L’inviato ha espresso preoccupazione per il panorama geopolitico attuale, ribadendo però l’imperativo della cooperazione globale. In questo scenario, ha sottolineato il suo apprezzamento per il ruolo internazionale dell’Italia e per la sua capacità di agire efficacemente all’interno di contesti multilaterali.

L’area di cui si occupa — il cambiamento climatico — richiede “collaborazione internazionale, supporto internazionale e cooperazione”. Per questo motivo, “siamo molto contenti che l’Italia sia un Paese forte quando si tratta di multilateralismo e cerchi di discutere e sostenere questioni dell’agenda internazionale”.

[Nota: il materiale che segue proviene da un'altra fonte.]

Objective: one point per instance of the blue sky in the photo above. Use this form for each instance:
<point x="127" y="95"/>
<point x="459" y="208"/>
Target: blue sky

Condividere lo stesso spazio

Mohamed ha anche ricordato la profondità del rapporto bilaterale Italia-Kenya, dalla stazione spaziale italiana a Malindi alle vivaci comunità italiane e imprenditoriali che vivono in Kenya. “Italia e Africa sono davvero connesse, divise dal Mediterraneo, ma parte dello stesso spazio geostrategico. Ecco perché è importante rafforzare questa relazione”.

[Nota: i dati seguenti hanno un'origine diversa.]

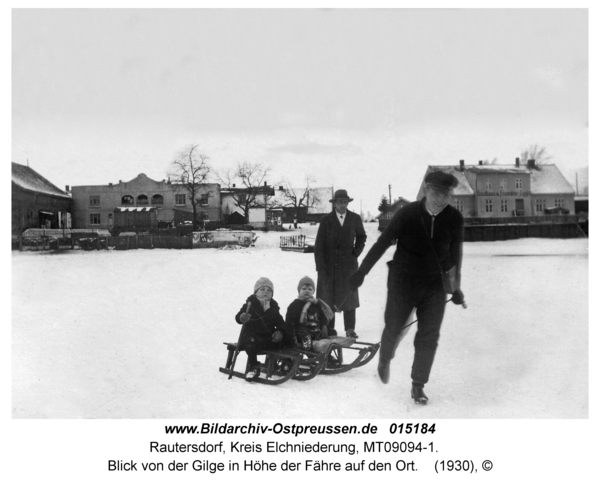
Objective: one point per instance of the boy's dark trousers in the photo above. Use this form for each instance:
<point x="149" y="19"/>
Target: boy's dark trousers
<point x="426" y="294"/>
<point x="349" y="320"/>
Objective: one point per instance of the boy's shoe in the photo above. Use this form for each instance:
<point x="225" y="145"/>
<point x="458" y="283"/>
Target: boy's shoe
<point x="253" y="373"/>
<point x="383" y="369"/>
<point x="284" y="366"/>
<point x="332" y="360"/>
<point x="418" y="395"/>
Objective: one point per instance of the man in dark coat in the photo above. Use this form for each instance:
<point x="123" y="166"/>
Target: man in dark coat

Roma sta cercando di consolidare questo legame attraverso la visione strategica nota come “Piano Mattei”. Secondo Mohamed, le tecnologie italiane possono svolgere un ruolo decisivo nello sviluppo sostenibile del continente africano.

L’Africa come motore della transizione

L’Africa sta vivendo una rapida crescita demografica e possiede risorse critiche essenziali per la transizione energetica globale. ”L’Africa possiede quasi il 30% dei minerali critici di cui il mondo ha bisogno” e “ha il più grande potenziale di energia rinnovabile al mondo”, ha ricordato l’inviato keniota.

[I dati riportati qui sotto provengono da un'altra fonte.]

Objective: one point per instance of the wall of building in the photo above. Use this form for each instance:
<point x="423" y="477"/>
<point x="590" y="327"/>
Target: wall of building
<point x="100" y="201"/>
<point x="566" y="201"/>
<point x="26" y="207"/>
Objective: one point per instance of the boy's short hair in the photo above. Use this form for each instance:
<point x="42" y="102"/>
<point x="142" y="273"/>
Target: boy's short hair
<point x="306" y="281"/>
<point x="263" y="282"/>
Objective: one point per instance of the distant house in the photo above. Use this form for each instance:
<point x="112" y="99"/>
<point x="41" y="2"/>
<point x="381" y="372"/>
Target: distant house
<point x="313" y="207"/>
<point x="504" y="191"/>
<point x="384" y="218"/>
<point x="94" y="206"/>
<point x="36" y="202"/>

Poiché i livelli di investimento restano criticamente bassi, Mohamed ha invocato un cambio di paradigma — uno che fonda l’esperienza europea con il potenziale africano, qualcosa di simile alla teorizzazione alla base del Piano Mattei.

La crisi climatica è qui

Mohamed inquadra il cambiamento climatico come una sfida condivisa: “È qui”, dice, evidenziando che lo sviluppo di quel nuovo paradigma cooperativo deve partire dall’affrontare insieme sfide enormi come questa. “Ogni anno degli ultimi undici è stato più caldo del precedente, con il 2023 che ha battuto tutti i record, poi il 2024 — non sappiamo come sarà il 2025, ma le estati sono già molto più calde”.

Il Corno d’Africa e le regioni circostanti stanno vivendo siccità e inondazioni, ricorda: nel 2011, oltre 250.000 persone sono morte a causa dell’insicurezza alimentare legata a sconvolgimenti climatici. ”È scoraggiante vedere che in alcuni ambienti il cambiamento climatico venga ancora definito una bufala”, soprattutto quando gli incendi — dall’Italia alla Grecia a Los Angeles — stanno distruggendo migliaia di ettari, sempre più alimentati dal riscaldamento globale.

Disuguaglianze e risposte

Ma l’inviato di Nairobi ci ricorda anche che il Kenya emette meno dello 0,01% dei gas serra globali, eppure subisce una quota sproporzionata dei danni. Per questo motivo, Mohamed accoglie con favore iniziative come il Fondo italiano per il clima, definendolo “un passo nella giusta direzione contro le disuguaglianze” — un impegno da 3,2 miliardi di euro, parte del quale è già stato destinato al Kenya attraverso istituzioni finanziarie multilaterali. “Siamo qui a Roma anche per discutere su come gestire questi fondi”.

Per Mohamed, la lotta al cambiamento climatico non è solo un’urgenza scientifica, è una questione di giustizia globale e di sicurezza collettiva. I legami tra clima, sicurezza e disuguaglianze si stanno facendo sempre più stretti. Il partenariato Italia–Kenya è visto a Nairobi come un esempio concreto di cooperazione efficace e condivisa. La sua attuazione è osservata con attenzione non solo in tutta l’Africa, ma sempre più anche in Europa, perché parte del paradigma che la strategia italiana per l’Africa può rappresentare.